Medúlla, Björk maintains, is the album that has fully restored her confidence. She says she has learnt to
see her time acting under Von Trier’s direction as a humbling experience, and that she has regained all
the creative strength she had five years ago. Given that her opening ceremony performance at the Olympics
tonight will see her reach a television audience of more than a billion, and Medúlla will be released two
weeks later, it’s an excellent time for her to be match-fit. Perhaps the “volcanicity” of her native Iceland
is the ultimate performance-enhancing drug when blended with Björk’s own restless, pioneering spirit.

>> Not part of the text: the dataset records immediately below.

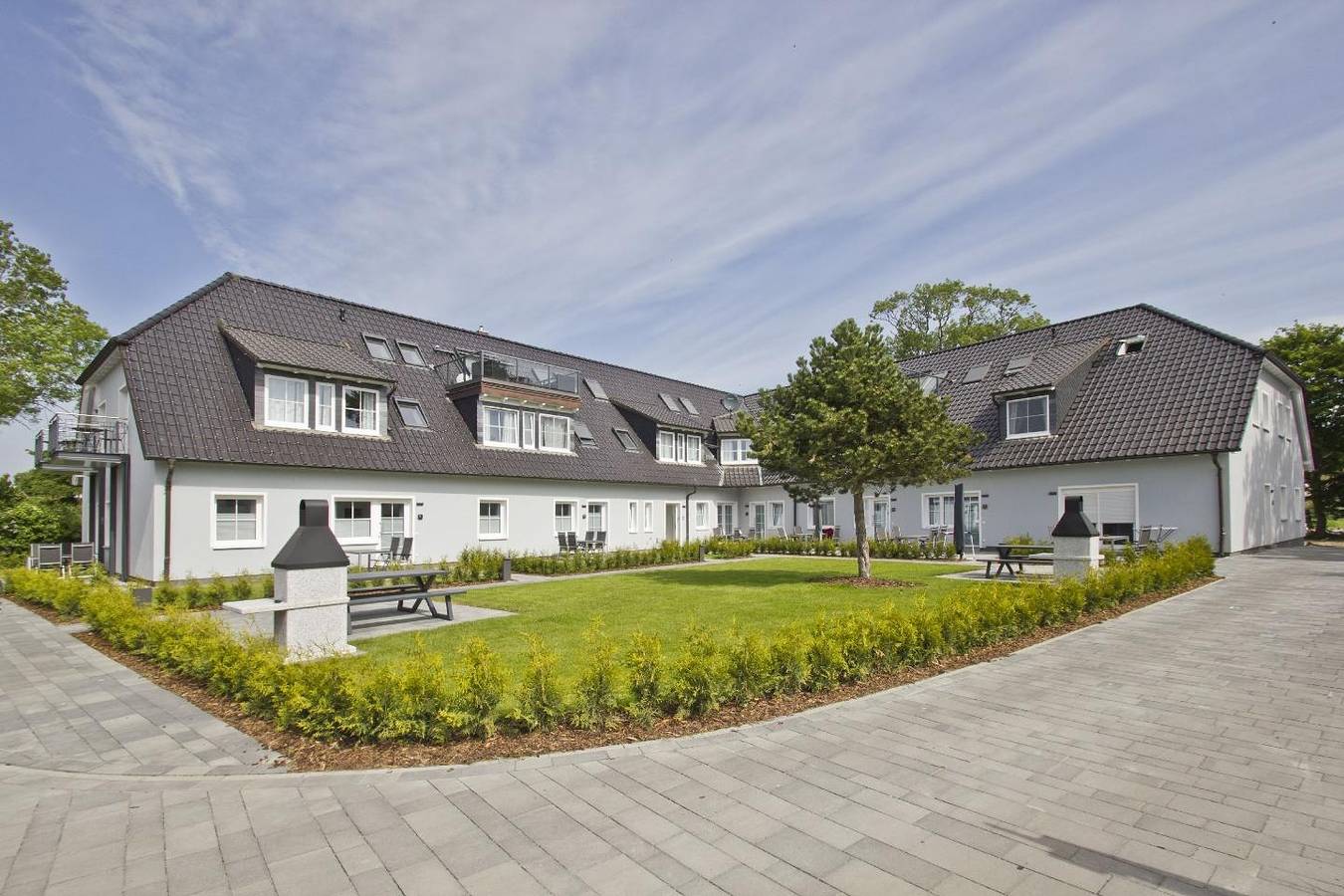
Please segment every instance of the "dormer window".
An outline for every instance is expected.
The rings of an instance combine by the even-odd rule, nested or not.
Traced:
[[[1116,343],[1116,356],[1121,357],[1124,355],[1137,355],[1144,351],[1145,343],[1148,343],[1146,336],[1130,336],[1129,339],[1122,339]]]
[[[402,353],[402,360],[411,367],[429,367],[429,364],[425,363],[425,356],[419,351],[419,345],[415,343],[398,341],[396,351]]]
[[[1050,435],[1050,396],[1015,398],[1007,403],[1008,438]]]
[[[382,336],[364,336],[364,347],[375,361],[394,361],[392,347]]]

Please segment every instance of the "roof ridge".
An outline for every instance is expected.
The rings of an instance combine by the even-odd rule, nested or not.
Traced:
[[[444,329],[457,330],[458,333],[468,333],[470,336],[485,336],[488,339],[493,339],[493,340],[497,340],[500,343],[508,343],[509,345],[517,345],[520,348],[527,348],[527,349],[532,349],[532,351],[538,351],[538,352],[550,352],[551,355],[563,355],[566,357],[573,357],[573,359],[575,359],[578,361],[585,361],[587,364],[601,364],[603,367],[612,367],[612,368],[616,368],[616,369],[620,369],[620,371],[629,371],[630,373],[640,373],[641,376],[652,376],[652,377],[664,380],[667,383],[676,383],[679,386],[694,386],[695,388],[702,388],[702,390],[706,390],[707,392],[719,392],[719,394],[723,394],[723,395],[737,395],[737,392],[732,392],[732,391],[724,390],[724,388],[719,388],[718,386],[706,386],[704,383],[692,383],[691,380],[679,380],[679,379],[673,379],[671,376],[664,376],[661,373],[650,373],[649,371],[641,371],[637,367],[626,367],[625,364],[613,364],[612,361],[602,361],[602,360],[598,360],[595,357],[586,357],[583,355],[574,355],[573,352],[564,352],[564,351],[555,349],[555,348],[546,348],[544,345],[532,345],[531,343],[520,343],[517,340],[508,339],[508,337],[504,337],[504,336],[495,336],[493,333],[480,333],[477,330],[466,329],[465,326],[457,326],[456,324],[445,324],[444,321],[430,320],[429,317],[419,317],[418,314],[409,314],[406,312],[398,312],[398,310],[388,309],[388,308],[380,308],[378,305],[370,305],[367,302],[356,302],[353,300],[341,298],[339,296],[329,296],[327,293],[317,293],[314,290],[304,289],[301,286],[289,286],[288,283],[280,283],[280,282],[270,281],[270,279],[262,279],[261,277],[251,277],[249,274],[235,274],[233,271],[224,274],[224,277],[233,277],[233,278],[242,279],[242,281],[249,281],[249,282],[253,282],[253,283],[261,283],[262,286],[273,286],[276,289],[288,289],[292,293],[302,293],[305,296],[312,296],[314,298],[323,298],[323,300],[327,300],[327,301],[331,301],[331,302],[340,302],[341,305],[349,305],[351,308],[362,308],[364,310],[378,312],[380,314],[392,314],[395,317],[405,317],[406,320],[411,320],[411,321],[415,321],[418,324],[429,324],[431,326],[442,326]],[[218,282],[218,279],[223,279],[223,278],[216,278],[215,282]],[[211,285],[215,285],[215,282],[212,282]],[[202,289],[206,289],[206,287],[202,287]],[[179,302],[179,305],[184,305],[184,304],[187,304],[187,302]]]

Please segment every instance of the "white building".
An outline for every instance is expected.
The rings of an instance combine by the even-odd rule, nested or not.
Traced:
[[[964,484],[981,544],[1043,536],[1073,493],[1111,533],[1305,533],[1301,386],[1254,345],[1138,305],[906,367],[986,435]],[[848,496],[808,508],[755,465],[732,422],[753,396],[234,274],[109,340],[81,383],[38,463],[85,474],[85,537],[122,575],[266,570],[305,497],[352,555],[410,539],[421,560],[853,532]],[[950,493],[876,490],[866,514],[919,535]]]

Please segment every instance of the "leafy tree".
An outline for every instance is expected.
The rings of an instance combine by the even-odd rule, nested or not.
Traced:
[[[981,343],[1050,324],[1031,296],[960,279],[917,283],[878,300],[868,317],[887,326],[898,359]]]
[[[1344,326],[1301,324],[1281,326],[1263,347],[1278,355],[1306,383],[1308,423],[1316,470],[1306,490],[1316,517],[1316,535],[1344,513]]]
[[[66,298],[51,257],[0,220],[0,423],[74,400],[75,377],[108,332]]]
[[[872,575],[863,498],[871,486],[918,486],[965,476],[980,438],[948,418],[896,364],[882,328],[841,321],[812,340],[789,382],[761,392],[761,415],[738,415],[761,466],[786,474],[793,497],[853,496],[859,575]]]

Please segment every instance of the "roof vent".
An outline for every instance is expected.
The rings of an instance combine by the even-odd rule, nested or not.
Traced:
[[[1144,345],[1148,344],[1148,337],[1144,334],[1130,336],[1116,343],[1116,356],[1122,355],[1137,355],[1144,351]]]

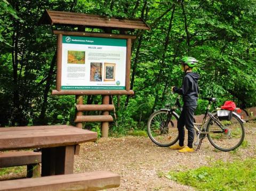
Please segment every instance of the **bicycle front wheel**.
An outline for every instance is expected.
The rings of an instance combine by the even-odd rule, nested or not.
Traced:
[[[167,110],[153,113],[148,121],[147,130],[150,139],[156,145],[167,147],[173,145],[178,139],[177,121],[179,115]]]
[[[235,115],[232,116],[230,121],[219,120],[217,113],[213,116],[216,121],[210,119],[206,129],[209,132],[207,136],[210,143],[222,151],[230,151],[239,147],[245,136],[243,122]],[[220,127],[220,124],[223,129]]]

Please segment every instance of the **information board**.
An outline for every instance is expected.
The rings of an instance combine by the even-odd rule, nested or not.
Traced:
[[[62,36],[61,89],[125,89],[126,41]]]

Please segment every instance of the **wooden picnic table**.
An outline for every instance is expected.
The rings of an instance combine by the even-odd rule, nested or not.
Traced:
[[[70,174],[76,145],[97,138],[68,125],[0,128],[0,151],[42,148],[42,176]]]

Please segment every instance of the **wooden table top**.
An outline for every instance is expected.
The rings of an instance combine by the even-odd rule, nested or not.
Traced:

“Basically, the Olympics people asked me to do a kind of ‘Ebony and Ivory’ or ‘We Are the World’ type
song,” she says. “Those are smashing tunes and all that, but I thought, ‘Maybe there’s another angle to
this.’ When I tried to write an Olympic lyric, though, it was full of sports socks and ribbons. I ended up
pissing myself laughing.” Plan B was clearly required. Björk decided to call on Sjón Sigurdsson, the Icelandic
poet who had collaborated with her on songs such as “Bachelorette” from Homogenic. When she impressed
upon him that they’d need something suitably epic for Athens, Sigurdsson took the matter seriously,
even going so far as to take a short course in Greek mythology at Reykjavík University. The end result was
“Oceania”, a kind of aquatic sojourn and the last song recorded for Medúlla.
“The Olympic version will be a little different,” Björk says. “But it will fit the occasion, I think, because the
song is all about how the ocean doesn’t see boundaries between countries and thinks everyone is the
same. Sjón came up with this beautiful last line that touches on how we were all little jellyfish or whatever
before we made it on to land. He has The Sea saying, ‘Your sweat is salty/ And I am why/ Your sweat is
salty/ And I am why.’”
So, if Björk has regained her confidence and fire, what else has changed ? “I used to wake up and bulldoze
through the day full of energy in a youthful, ignorant, arrogant way,” she says. “Now, though, I’m enjoying
getting older. The best thing, maybe, is that I’m enjoying all those little nuances with people, all those
micro-moments that I used to think were just pauses between real life.”
She says she wants to record another album right away, rather than tour Medúlla. Later this month, she
hopes to record a low-budget video with the director Spike Jonze for the song “Triumph of a Heart” from
Medúlla. “The last time Spike and I got drunk together,” she laughs, “we invented something called ‘The
Falling Down Dance’. The plan is to recreate that moment at my local pub in Iceland.”